Head and neck cancer Treatment

General Principals

After a histologic diagnosis has been established and tumor extent determined, the selection of appropriate treatment for a specific cancer depends on a complex array of variables, including tumor site, relative morbidity of various treatment options, patient performance and nutritional status, concomitant health problems, social and logistic factors, therapy anticipated for potential recurrences or second primaries, and patient preference. These variables are each considered with respect to the established effectiveness of various treatment regimens available (

Table 90-3).

Several generalizations are useful in therapeutic decision making, but variations on these themes are numerous. Surgical resection and radiation therapy are the mainstays of treatment for most head and neck cancers and remain the standard of care in most cases. For small primary cancers without regional metastases (stage I or II), wide surgical excision alone or curative radiation therapy alone is used. For more extensive primary tumors or for those with regional metastases (stage III or IV), planned combinations of pre- or postoperative radiation and complete surgical excision are generally used. More recently, as historical survival and control rates are recognized as less than satisfactory, there has been an emphasis on the use of various induction or concomitant chemotherapy regimens.

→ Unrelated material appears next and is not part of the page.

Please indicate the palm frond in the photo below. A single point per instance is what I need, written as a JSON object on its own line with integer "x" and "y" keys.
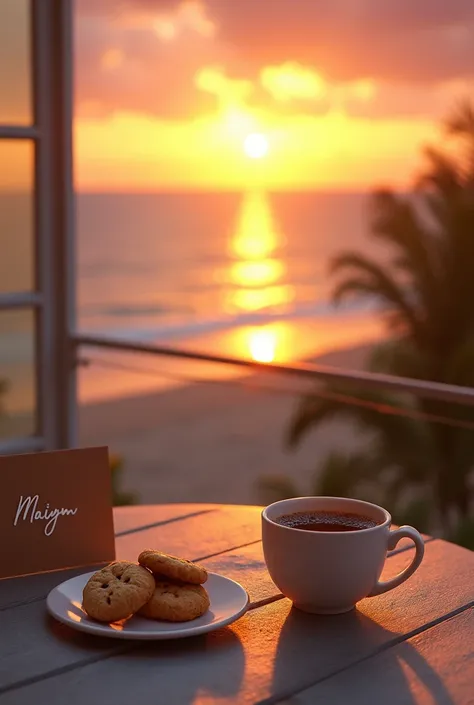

The use of chemotherapy, however, should remain on a protocol basis until efficacy is proven. For selected patients with advanced cancers of specific sites, such as the larynx, treatment approaches with radiation alone, with surgery held in reserve for salvage of recurrences, have been used in attempts to preserve structure and function. Although these organ-preserving techniques have been successful in many patients, they were generally associated with lower overall survival rates.

The overall management goals in treating patients with head and neck cancer are to achieve the highest cure rates at the lowest cost in terms of functional and cosmetic morbidity. These goals include early diagnosis, effective rehabilitation, and appropriate palliation when indicated. The achievement of these goals requires the close cooperation of a multidisciplinary team of practitioners representing surgery, radiation, chemotherapy, prosthodontics, dentistry, social services, dietetics, physical medicine, pathology, nursing, and sometimes psychiatry.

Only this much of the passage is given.